Generally we assume that a dollar today is more valuable than a dollar in the future, so we need to discount the sum of these future cash flows to arrive at a present value estimate:

10-year free cash flow (FCF) estimate

2023 2024 2025 2026 2027 2028 2029 2030 2031 2032
Levered FCF (₹, Millions) ₹1.65b ₹4.31b ₹4.47b ₹6.98b ₹8.36b ₹9.69b ₹11.0b ₹12.2b ₹13.4b ₹14.6b
Growth Rate Estimate Source Analyst x7 Analyst x8 Analyst x7 Analyst x1 Est @ 19.85% Est @ 15.94% Est @ 13.20% Est @ 11.28% Est @ 9.94% Est @ 9.00%
Present Value (₹, Millions) Discounted @ 15% ₹1.4k ₹3.3k ₹3.0k ₹4.0k ₹4.2k ₹4.3k ₹4.2k ₹4.1k ₹3.9k ₹3.7k

("Est" = FCF growth rate estimated by Simply Wall St)
Present Value of 10-year Cash Flow (PVCF) = ₹36b

The second stage is also known as Terminal Value, this is the business's cash flow after the first stage. For a number of reasons a very conservative growth rate is used that cannot exceed that of a country's GDP growth. In this case we have used the 5-year average of the 10-year government bond yield (6.8%) to estimate future growth. In the same way as with the 10-year 'growth' period, we discount future cash flows to today's value, using a cost of equity of 15%.

Terminal Value (TV)= FCF2032 × (1 + g) ÷ (r – g) = ₹15b× (1 + 6.8%) ÷ (15%– 6.8%) = ₹201b

Present Value of Terminal Value (PVTV)= TV / (1 + r)10= ₹201b÷ ( 1 + 15%)10= ₹51b

The total value, or equity value, is then the sum of the present value of the future cash flows, which in this case is ₹88b. The last step is to then divide the equity value by the number of shares outstanding. Compared to the current share price of ₹520, the company appears around fair value at the time of writing. The assumptions in any calculation have a big impact on the valuation, so it is better to view this as a rough estimate, not precise down to the last cent.

dcf
NSEI:APLLTD Discounted Cash Flow April 13th 2023

Important Assumptions

Now the most important inputs to a discounted cash flow are the discount rate, and of course, the actual cash flows. If you don't agree with these result, have a go at the calculation yourself and play with the assumptions. The DCF also does not consider the possible cyclicality of an industry, or a company's future capital requirements, so it does not give a full picture of a company's potential performance. Given that we are looking at Alembic Pharmaceuticals as potential shareholders, the cost of equity is used as the discount rate, rather than the cost of capital (or weighted average cost of capital, WACC) which accounts for debt. In this calculation we've used 15%, which is based on a levered beta of 0.800. Beta is a measure of a stock's volatility, compared to the market as a whole. We get our beta from the industry average beta of globally comparable companies, with an imposed limit between 0.8 and 2.0, which is a reasonable range for a stable business.
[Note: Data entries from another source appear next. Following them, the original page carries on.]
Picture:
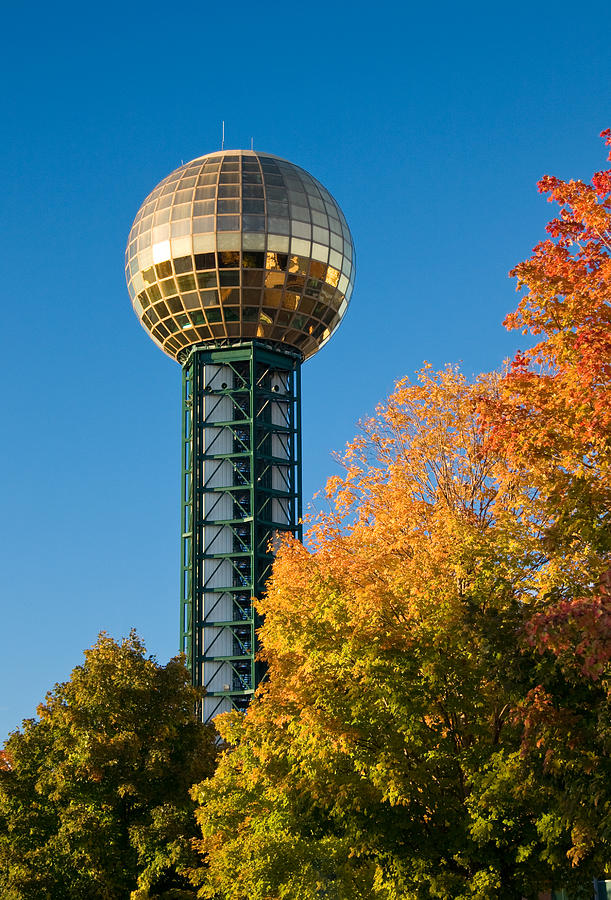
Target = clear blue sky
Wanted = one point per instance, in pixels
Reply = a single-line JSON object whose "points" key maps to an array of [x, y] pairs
{"points": [[429, 124]]}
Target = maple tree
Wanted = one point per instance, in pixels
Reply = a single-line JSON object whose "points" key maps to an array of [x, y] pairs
{"points": [[94, 798], [383, 758], [436, 721], [553, 414]]}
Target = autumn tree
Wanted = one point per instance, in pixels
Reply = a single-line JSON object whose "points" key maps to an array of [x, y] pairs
{"points": [[436, 721], [383, 758], [94, 796], [552, 414]]}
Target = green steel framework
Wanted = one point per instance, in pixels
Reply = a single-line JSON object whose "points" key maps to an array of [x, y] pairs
{"points": [[241, 484]]}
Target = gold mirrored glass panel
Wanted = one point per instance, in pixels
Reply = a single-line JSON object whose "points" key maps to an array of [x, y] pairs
{"points": [[240, 244]]}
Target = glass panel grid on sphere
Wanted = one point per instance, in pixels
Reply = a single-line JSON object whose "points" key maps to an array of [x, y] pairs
{"points": [[240, 245]]}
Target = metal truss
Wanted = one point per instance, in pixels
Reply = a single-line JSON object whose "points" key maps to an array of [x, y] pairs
{"points": [[241, 485]]}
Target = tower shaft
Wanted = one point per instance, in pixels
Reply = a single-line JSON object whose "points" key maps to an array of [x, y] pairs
{"points": [[241, 485]]}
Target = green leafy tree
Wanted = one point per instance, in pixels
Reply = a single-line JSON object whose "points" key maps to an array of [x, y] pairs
{"points": [[437, 721], [384, 757], [94, 798]]}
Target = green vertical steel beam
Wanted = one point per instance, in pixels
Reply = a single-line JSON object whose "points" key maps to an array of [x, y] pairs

SWOT Analysis for Alembic Pharmaceuticals

Strength
  • Debt is not viewed as a risk.
  • Dividend is in the top 25% of dividend payers in the market.
Weakness
  • Earnings declined over the past year.
  • Expensive based on P/E ratio and estimated fair value.
Opportunity
  • Annual earnings are forecast to grow faster than the Indian market.
Threat
  • Dividends are not covered by earnings.
  • Annual revenue is forecast to grow slower than the Indian market.

Next Steps:

Whilst important, the DCF calculation ideally won't be the sole piece of analysis you scrutinize for a company. The DCF model is not a perfect stock valuation tool. Instead the best use for a DCF model is to test certain assumptions and theories to see if they would lead to the company being undervalued or overvalued. For instance, if the terminal value growth rate is adjusted slightly, it can dramatically alter the overall result. For Alembic Pharmaceuticals, we've put together three additional items you should consider:

  1. Risks: For example, we've discovered 2 warning signs for Alembic Pharmaceuticals that you should be aware of before investing here.
  2. Future Earnings: How does APLLTD's growth rate compare to its peers and the wider market? Dig deeper into the analyst consensus number for the upcoming years by interacting with our free analyst growth expectation chart.
  3. Other Solid Businesses: Low debt, high returns on equity and good past performance are fundamental to a strong business. Why not explore our interactive list of stocks with solid business fundamentals to see if there are other companies you may not have considered!

PS. Simply Wall St updates its DCF calculation for every Indian stock every day, so if you want to find the intrinsic value of any other stock just search here.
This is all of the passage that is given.